Au Burkina Faso, le président Roch Marc Christian Kaboré a déclaré, lundi 31 décembre dernier, l’état d’urgence dans six régions du pays au cours d’un conseil extraordinaire des ministres, en vue de lutter contre le terrorisme. Depuis 2015, le pays fait face aux attaques terroristes. Jeudi d’avant, dix gendarmes avaient trouvé la mort, suite à une embuscade dans le nord-ouest du pays, non loin de la frontière malienne. De nouvelles mesures ont été prises pour renforcer la sécurité. Parmi ces mesures figurent une réorganisation opérationnelle des forces de défense et de sécurité, le renforcement de la vigilance, de la prévention et de la protection des populations et des infrastructures.

Face à la situation sécuritaire préoccupante, le président Roch Marc Christian Kaboré a décidé de déclarer l’état d’urgence dans plusieurs provinces du pays qui se situent dans les régions des Hauts-Bassins, de la Boucle du Mouhoun, du Centre-est, de l’Est, du Nord et du Sahel.

Cette décision fait suite à l’échec de la mise en œuvre des réponses apportées jusque-là contre les attaques terroristes.

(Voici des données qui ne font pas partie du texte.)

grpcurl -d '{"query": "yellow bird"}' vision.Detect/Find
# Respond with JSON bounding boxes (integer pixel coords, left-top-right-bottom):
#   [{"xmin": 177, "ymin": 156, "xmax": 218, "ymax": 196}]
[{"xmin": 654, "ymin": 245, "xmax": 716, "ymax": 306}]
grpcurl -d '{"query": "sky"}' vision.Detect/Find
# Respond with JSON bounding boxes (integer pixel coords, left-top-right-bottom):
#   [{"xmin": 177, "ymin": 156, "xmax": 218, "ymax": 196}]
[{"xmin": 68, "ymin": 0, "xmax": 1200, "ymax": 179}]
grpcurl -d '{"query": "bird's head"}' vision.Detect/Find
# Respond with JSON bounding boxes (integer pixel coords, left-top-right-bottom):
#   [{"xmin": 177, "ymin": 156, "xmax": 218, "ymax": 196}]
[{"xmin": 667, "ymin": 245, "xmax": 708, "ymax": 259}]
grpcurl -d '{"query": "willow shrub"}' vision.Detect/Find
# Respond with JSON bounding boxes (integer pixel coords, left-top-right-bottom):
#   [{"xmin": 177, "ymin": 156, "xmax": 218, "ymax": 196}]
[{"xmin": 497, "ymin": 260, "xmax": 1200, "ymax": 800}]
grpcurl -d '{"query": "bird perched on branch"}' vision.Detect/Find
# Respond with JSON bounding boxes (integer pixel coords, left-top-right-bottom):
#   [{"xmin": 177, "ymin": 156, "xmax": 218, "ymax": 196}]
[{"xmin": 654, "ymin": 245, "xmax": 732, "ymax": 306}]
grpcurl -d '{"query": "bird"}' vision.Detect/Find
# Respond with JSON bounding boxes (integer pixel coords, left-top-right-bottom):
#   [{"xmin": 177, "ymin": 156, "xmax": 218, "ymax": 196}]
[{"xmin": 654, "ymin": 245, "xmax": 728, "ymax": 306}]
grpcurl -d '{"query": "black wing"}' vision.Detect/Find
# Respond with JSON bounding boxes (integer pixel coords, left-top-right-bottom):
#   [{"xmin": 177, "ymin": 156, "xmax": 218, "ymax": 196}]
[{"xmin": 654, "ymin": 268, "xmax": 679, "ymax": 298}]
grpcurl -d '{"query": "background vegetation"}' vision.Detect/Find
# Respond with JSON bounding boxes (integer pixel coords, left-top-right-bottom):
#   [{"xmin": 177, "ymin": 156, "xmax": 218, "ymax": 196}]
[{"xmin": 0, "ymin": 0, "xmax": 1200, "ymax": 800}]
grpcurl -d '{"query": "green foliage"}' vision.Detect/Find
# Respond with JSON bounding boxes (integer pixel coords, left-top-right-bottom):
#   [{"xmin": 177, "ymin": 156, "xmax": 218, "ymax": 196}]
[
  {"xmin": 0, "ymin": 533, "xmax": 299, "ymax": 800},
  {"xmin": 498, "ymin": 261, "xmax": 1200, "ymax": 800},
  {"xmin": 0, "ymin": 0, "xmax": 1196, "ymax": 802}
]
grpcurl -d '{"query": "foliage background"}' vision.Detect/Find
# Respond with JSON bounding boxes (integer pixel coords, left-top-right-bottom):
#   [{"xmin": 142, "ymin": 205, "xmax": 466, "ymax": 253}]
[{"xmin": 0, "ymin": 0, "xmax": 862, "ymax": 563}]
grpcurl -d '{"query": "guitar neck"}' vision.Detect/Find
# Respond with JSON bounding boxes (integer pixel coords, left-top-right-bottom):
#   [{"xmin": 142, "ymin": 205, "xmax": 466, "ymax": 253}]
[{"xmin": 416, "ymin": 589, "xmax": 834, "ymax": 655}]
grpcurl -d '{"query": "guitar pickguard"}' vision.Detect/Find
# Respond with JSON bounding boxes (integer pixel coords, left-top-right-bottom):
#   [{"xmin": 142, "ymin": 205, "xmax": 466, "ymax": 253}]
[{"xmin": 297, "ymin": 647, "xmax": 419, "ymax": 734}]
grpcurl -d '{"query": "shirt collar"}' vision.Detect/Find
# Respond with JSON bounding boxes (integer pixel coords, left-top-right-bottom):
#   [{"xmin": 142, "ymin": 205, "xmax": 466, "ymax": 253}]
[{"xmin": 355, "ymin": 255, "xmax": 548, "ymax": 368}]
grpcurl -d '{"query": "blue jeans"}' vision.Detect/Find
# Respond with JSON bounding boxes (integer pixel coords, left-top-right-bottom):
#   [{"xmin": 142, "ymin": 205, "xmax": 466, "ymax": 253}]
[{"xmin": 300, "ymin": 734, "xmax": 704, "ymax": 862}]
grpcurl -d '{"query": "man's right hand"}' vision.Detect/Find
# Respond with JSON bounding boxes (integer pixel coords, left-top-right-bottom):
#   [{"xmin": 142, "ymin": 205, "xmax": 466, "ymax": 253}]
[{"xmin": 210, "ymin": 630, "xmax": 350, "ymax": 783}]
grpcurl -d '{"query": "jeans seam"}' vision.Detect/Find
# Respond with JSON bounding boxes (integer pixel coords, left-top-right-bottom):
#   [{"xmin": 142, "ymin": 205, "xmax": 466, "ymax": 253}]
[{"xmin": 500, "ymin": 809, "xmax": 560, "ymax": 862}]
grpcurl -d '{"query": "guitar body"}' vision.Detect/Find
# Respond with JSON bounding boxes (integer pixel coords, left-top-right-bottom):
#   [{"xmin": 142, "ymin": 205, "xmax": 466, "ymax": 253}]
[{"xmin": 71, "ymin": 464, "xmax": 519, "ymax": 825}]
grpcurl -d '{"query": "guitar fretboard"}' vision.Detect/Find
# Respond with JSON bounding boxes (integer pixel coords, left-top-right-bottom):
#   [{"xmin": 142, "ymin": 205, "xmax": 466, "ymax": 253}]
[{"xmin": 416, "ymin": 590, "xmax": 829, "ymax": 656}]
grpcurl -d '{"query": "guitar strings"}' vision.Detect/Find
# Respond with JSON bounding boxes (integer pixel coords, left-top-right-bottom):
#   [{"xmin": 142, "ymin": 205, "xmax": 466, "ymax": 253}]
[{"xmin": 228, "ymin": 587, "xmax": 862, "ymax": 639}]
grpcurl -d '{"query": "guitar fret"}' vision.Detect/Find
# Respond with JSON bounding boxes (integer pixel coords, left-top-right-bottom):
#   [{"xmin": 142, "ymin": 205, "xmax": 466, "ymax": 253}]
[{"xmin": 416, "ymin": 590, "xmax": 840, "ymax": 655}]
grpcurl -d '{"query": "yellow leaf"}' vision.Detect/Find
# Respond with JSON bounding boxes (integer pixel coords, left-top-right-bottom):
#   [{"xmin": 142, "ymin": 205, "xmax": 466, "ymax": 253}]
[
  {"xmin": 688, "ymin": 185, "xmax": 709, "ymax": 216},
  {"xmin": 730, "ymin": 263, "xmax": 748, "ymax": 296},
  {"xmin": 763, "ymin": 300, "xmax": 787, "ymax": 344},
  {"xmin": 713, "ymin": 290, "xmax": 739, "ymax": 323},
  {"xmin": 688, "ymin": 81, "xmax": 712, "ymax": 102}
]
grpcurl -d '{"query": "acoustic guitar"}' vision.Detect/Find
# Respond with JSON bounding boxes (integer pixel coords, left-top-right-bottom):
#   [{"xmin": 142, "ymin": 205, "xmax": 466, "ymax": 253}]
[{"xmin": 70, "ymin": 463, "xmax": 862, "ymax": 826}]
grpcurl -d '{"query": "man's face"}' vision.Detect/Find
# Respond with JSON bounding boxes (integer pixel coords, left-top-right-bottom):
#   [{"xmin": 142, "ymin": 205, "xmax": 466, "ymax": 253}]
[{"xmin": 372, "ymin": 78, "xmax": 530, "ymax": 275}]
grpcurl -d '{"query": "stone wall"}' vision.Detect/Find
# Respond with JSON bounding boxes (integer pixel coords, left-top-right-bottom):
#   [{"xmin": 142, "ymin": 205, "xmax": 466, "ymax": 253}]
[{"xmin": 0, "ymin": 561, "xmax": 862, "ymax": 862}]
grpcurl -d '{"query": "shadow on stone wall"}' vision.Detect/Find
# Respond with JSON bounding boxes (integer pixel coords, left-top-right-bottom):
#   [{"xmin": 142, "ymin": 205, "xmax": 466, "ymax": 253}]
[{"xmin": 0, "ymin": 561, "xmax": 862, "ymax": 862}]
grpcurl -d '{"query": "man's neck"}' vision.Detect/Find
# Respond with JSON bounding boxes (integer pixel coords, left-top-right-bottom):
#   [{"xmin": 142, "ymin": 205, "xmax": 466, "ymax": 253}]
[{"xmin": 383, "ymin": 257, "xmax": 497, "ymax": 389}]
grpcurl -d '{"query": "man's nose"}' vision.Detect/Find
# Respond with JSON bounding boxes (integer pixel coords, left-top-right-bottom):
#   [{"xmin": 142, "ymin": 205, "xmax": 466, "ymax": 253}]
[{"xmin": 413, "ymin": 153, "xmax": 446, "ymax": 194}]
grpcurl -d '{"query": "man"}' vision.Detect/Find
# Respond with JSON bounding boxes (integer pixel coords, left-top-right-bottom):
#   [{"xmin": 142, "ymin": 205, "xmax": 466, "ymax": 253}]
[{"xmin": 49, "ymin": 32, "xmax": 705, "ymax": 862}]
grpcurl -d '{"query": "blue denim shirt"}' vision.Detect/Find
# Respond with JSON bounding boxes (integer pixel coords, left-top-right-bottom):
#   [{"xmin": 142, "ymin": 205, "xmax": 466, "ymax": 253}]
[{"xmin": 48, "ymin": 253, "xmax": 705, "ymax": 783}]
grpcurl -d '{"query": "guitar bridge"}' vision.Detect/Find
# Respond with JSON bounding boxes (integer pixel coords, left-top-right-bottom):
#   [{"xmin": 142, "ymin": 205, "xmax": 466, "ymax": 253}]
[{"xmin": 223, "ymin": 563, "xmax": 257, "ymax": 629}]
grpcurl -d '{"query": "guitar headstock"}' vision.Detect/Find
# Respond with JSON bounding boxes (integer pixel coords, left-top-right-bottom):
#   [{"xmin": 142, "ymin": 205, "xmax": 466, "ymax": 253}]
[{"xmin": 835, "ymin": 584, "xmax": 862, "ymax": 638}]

«La mise en œuvre de la réponse face aux attaques connaît de nombreuses difficultés liées, entre autres, au mode opératoire, au caractère diffus et transfrontalier de la menace terroriste», explique le porte-parole du gouvernement.

Il est aussi prévu une réorganisation opérationnelle des forces de défense et de sécurité pour une meilleure couverture du territoire. Par ailleurs, des instructions ont été données pour que des dispositions sécuritaires particulières soient prises sur toute l’étendue du territoire national.

Le gouvernement invite les populations au strict respect des nouvelles dispositions qui ont pour objectif « d’assurer avec sérénité et efficacité la lutte contre le terrorisme au Burkina Faso », selon Remis Dandjinou, ministre de la Communication.

Il faut rappeler que lors des derniers mois, la force Barkhane est venue prêter main forte à plusieurs reprises à l’armée burkinabè dans sa lutte contre les groupes djihadistes. Une situation nouvelle que les deux pays ont voulu encadrer en signant lundi une nouvelle version de l’accord intergouvernemental de défense de 2015.

«Il était important que ce type d’activité, qui peut se mener sur le territoire, soit couvert juridiquement, et ne pas être improvisé par simple appel, a expliqué Roch Marc Christian Kaboré. Même si cela a été fait par amitié ou solidarité, il n’en demeure pas moins qu’il faut un cadre juridique qui permette d’établir le rôle, les missions, et les fonctions de chacun dans ce combat contre les terroristes que nous menons en partenariat. »

Si Paris n’entend pas renforcer sa présence militaire sur place, la France s’est dite toutefois prête à aider le Burkina Faso en termes de formation, de conseil et d’équipement. «La France continuera de soutenir, à la demande des autorités burkinabè, l’effort en cours de modernisation du dispositif sécuritaire et judiciaire», a souligné le président Emmanuel Macron.

 

Le ministère français des Armées a ainsi annoncé lundi soir la livraison au Burkina Faso de 34 pick-up armés en 2019.